There is vast, untapped potential in cause-related mapping. Consider three facts:
- Every issue you can think of, from climate change to poverty reduction to job creation, has interesting and important geographic characteristics.
- Maps reveal spatial patterns, facilitate understanding, and help us make sense of the world.
- Most people like maps.
And yet how many times can you recall an organization using maps to show you why an issue is important and what you can do about it? Hardly ever, right?
Now that maps are enabled via the Internet and distributed to our laptops, tablets, and smartphones, the potential for using them to catalyze awareness and action has become all the greater. Maps used to tell us stories in a singularly understated way. Now, supercharged by digital technology, distributed instantaneously across electronic networks, and enlivened by innovative user experiences, they’ve become much more active and versatile storytellers.
Our story maps team is beginning to explore this largely uncharted territory of cause-related mapping. One of our early projects highlighted the Global Footprint Network’s insightful examination of the rates at which most nations are overspending their ecological capital:
Recently we teamed up with the National Audubon Society to depict the life cycle of the Piping Plover, a shorebird that nests, precariously, adjacent to Atlantic Coast beaches and is thus in constant conflict with Homo sapiens recreationi. The story reveals the many threats facing these beautiful little birds as they breed, migrate, and winter, and it shows how Audubon is working to protect it at every step of the way.

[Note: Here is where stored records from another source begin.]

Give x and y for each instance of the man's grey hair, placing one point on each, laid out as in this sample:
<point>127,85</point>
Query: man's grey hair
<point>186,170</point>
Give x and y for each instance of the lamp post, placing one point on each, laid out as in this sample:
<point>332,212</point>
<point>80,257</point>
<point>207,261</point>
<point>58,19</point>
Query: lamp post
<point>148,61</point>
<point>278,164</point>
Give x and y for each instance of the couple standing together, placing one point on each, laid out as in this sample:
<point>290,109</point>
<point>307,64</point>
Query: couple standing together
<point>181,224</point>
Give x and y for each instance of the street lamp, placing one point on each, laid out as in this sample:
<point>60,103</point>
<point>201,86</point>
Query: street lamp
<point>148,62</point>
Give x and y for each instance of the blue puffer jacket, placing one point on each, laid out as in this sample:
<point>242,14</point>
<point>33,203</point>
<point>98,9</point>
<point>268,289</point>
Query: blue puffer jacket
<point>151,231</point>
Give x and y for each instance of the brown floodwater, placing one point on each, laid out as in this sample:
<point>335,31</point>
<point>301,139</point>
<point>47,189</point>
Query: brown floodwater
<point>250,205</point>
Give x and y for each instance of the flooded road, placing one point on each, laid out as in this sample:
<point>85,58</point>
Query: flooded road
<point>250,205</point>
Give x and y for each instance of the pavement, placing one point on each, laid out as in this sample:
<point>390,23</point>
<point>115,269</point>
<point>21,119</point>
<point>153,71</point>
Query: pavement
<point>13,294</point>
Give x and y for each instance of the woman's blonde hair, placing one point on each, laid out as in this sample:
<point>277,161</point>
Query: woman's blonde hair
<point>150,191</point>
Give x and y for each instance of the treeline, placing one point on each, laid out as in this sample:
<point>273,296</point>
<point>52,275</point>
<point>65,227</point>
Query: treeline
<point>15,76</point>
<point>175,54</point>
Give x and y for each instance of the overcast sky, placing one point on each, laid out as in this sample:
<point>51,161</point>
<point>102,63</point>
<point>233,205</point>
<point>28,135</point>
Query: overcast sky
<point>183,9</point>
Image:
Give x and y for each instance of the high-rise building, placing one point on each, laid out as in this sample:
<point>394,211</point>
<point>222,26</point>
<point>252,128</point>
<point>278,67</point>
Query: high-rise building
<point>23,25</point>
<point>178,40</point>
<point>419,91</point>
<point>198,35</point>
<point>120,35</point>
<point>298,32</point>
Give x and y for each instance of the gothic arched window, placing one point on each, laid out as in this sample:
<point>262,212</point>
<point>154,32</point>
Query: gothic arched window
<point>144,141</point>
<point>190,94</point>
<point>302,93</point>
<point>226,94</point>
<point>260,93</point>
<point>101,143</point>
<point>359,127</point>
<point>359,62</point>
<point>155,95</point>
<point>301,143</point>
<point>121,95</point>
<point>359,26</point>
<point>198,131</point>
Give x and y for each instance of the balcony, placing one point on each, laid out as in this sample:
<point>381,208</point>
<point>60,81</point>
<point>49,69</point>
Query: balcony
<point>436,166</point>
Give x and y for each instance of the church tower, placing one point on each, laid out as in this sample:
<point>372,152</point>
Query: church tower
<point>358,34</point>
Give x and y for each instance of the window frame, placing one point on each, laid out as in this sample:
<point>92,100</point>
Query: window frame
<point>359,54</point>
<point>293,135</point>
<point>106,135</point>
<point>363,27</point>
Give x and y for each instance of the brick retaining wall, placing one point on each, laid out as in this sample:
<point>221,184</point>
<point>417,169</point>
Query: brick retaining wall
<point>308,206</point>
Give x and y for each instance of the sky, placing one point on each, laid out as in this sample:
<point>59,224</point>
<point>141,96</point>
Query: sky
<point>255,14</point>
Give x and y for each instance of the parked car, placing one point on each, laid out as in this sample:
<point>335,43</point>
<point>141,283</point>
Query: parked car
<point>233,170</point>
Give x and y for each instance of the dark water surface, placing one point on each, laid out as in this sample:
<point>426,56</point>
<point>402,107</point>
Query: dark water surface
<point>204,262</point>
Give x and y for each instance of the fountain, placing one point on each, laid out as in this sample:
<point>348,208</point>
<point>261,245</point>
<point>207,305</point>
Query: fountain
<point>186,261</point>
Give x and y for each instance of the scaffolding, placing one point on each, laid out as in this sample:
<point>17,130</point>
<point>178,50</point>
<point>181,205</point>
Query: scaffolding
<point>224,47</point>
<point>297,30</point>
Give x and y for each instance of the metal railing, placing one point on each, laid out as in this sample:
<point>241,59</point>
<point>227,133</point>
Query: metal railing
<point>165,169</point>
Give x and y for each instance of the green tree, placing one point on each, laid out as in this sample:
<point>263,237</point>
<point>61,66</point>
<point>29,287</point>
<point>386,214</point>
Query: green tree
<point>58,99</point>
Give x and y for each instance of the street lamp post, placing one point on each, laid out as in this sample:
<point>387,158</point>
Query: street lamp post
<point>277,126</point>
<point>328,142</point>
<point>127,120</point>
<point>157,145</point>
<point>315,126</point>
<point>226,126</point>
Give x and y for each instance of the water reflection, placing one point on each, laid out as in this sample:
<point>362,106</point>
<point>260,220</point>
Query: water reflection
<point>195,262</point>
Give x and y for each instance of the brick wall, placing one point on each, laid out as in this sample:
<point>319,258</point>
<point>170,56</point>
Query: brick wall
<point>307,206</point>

A few months ago we collaborated with IUCN, the big international conservation organization, to raise awareness of the increasing threat that human activities are bringing to the diverse array of life on earth. The conservation community depends on IUCN’s “Red List” as the definitive catalog of thousands of rare and endangered species worldwide. Our story map profiles a selection of these species via a world map. A click on a map icon generates a species profile, including a close-up range map, photo, text description, and link to technical information.
These examples only hint at the potential of cause-related mapping. Thousands of humanitarian and conservation organizations administer countless projects in nearly every corner of the earth. Yet few people are aware of the vast scope of these operations. Wouldn’t donors be inspired to see the distribution and breadth of these efforts? Wouldn’t you, as a potential donor or volunteer, want to know more about the local, on-the-ground work of the groups that you support? Wouldn’t more people be inspired to support conservation if they could track, in near-real time, the movements of animals across threatened landscapes?
Maps can help turn abstract issues into tangible, understandable, solvable stories. Maps can inspire action. Let’s use them not only to measure and observe the world, but to change it.